Truman Capote named the species to which the Bouvier sisters belong: geishas. Nothing to do with easy women, as tipsy tourists believe. To seduce, the geisha excels in all the arts, that of wearing the kimono, making bouquets, serving tea, writing verses and playing music. On the literature side, Lee hardly went further than the "scrapbook", the holiday album with photos, dried flowers, various objects, legends. She does not play any instrument, but dances the twist. And, above all, she knows how to dress, a daughter of the high to the end of her diaries, on which the addresses evoke the triangle inevitably stuck to luxury brands: Paris, London, New York. Janet Bouvier, the mother, did everything for Lee and Jackie to make up for the heavy handicap of having a reveler for a father, ruined by the crash of 1929.

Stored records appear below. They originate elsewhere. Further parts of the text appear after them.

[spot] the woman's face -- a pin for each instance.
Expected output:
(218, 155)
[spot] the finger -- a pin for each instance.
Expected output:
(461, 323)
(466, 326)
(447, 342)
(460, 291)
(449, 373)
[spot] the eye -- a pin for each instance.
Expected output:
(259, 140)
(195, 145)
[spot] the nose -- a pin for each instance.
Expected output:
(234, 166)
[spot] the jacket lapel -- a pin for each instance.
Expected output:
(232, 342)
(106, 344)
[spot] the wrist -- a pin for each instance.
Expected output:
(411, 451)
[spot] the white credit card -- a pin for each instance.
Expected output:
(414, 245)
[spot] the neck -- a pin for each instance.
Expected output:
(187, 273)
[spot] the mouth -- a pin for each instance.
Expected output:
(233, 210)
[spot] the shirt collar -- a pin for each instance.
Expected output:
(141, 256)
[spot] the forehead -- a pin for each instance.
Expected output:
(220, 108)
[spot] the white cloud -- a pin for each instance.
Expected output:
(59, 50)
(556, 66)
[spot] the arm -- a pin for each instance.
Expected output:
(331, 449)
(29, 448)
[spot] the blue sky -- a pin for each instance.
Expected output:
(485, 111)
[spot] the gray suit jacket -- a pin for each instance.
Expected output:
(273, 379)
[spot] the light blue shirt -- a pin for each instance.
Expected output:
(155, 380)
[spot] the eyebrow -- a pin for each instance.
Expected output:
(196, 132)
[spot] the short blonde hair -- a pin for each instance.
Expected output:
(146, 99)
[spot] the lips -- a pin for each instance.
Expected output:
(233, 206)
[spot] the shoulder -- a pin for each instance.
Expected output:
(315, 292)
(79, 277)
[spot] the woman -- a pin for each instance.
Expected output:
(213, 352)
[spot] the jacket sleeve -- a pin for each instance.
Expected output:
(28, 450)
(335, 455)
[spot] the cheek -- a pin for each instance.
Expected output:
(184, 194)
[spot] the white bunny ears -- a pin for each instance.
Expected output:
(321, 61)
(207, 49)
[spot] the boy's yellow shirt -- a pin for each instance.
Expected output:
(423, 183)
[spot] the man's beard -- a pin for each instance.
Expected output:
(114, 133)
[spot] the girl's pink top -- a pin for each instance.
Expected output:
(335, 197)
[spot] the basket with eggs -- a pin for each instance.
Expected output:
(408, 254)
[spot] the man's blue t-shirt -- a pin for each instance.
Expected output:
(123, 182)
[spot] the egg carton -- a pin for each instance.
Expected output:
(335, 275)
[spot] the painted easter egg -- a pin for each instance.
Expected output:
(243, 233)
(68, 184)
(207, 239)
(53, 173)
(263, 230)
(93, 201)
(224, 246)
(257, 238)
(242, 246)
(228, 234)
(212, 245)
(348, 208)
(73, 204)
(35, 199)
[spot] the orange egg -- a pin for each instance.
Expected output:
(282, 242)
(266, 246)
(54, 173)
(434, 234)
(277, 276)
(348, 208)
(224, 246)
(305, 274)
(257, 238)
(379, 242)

She enrolled them in schools where you learn to behave at the table, to speak with the right accent, to make useful friends. Lee was an exemplary student, anorexic at the age of 12 on the advice of her sister who, to lose weight, told her to start smoking. Jackie gave a little more trouble: her taste for history books, the "Memoirs" of Saint-Simon, the Letters of Madame de Sévigné, risked making her evolve into an old maid, the great fear of their mother. Jackie even pretended to work. And carry the heavy camera of the reporters of the 1950s! She was already approaching 25, the cutting age, and Janet predicted that she would never find a husband. What she was wrong about, since that's how she pleased John F. Kennedy, whom she reminded of a journalist sister, who died at 28.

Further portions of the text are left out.